In that sense every value in maths is a function. In other words: Your extension of everything (!) to functions is redundant.

And function is not unique in this way. All types can be embedded into pairs also, e.g., newtype MyInt = MyInt ((),Int), or newtype MyInt = MyInt (((),Int),()), etc. - Conal 2011/12/31 Ertugrul Söylemez

Yves Parès wrote:

...

But still, I maintain my previous view. I could clarify that by saying that (e.g. for Maybe) we could separate it in two types, Maybe itself and its monad:

-- The plain Maybe type data Maybe a = Just a | Nothing

-- The MaybeMonad newtype MaybeMonad a = MM ( () -> Maybe a )

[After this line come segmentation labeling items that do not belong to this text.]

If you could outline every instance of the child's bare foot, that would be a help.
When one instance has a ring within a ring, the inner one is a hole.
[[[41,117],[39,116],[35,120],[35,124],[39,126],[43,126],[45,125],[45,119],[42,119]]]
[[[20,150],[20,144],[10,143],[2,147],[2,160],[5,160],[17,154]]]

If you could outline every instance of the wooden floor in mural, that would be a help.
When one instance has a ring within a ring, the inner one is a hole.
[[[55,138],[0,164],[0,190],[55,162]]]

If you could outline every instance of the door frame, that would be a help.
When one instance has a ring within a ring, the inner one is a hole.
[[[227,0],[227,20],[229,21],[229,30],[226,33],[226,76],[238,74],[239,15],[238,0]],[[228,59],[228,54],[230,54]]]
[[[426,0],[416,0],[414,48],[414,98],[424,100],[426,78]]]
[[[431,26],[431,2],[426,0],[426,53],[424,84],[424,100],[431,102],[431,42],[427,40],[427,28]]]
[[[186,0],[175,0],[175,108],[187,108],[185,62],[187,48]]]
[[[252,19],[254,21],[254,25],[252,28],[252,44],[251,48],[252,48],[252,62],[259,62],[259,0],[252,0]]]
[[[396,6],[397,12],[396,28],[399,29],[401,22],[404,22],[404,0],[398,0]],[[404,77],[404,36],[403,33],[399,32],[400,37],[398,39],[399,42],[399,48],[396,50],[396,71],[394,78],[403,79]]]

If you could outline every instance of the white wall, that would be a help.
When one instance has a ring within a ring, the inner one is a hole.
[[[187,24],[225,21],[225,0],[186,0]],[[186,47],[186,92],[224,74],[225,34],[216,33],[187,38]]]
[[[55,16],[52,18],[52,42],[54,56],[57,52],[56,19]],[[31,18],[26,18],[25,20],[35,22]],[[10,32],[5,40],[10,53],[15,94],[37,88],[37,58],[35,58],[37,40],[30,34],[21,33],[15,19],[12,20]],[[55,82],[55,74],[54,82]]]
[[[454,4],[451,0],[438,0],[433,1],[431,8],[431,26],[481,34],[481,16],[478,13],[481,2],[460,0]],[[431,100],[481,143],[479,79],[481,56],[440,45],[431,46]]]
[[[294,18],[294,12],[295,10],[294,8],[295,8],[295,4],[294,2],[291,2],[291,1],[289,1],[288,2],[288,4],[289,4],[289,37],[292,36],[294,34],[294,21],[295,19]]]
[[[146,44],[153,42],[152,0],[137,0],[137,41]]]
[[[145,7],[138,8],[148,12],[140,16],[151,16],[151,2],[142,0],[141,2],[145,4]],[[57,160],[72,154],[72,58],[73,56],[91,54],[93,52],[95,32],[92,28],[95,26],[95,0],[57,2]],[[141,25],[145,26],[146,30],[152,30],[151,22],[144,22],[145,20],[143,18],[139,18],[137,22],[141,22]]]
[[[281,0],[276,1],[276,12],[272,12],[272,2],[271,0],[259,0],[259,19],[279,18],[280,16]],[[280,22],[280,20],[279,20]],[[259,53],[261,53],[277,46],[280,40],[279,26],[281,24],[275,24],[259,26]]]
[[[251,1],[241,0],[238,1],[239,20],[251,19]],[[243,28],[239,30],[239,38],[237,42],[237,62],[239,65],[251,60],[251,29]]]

That's what using Maybe as a monad semantically means, doesn't it?

That's a statement like "the sky is blue". You can represent any value as a function of (). You are saying that every integer is a function.

newtype MyInt = MyInt (() -> Int) newtype My a = My (() -> a)

Think of it this way: There is something like a canonical representation of every monad. If you let that one be the one with the least order (which is reasonable), then no, not every monad's canonical representation is a function, because the base library definition of Maybe is the canonical one (order zero).

In that sense every value in maths is a function. In other words: Your extension of everything (!) to functions is redundant.

You get the idea.

Greets, Ertugrul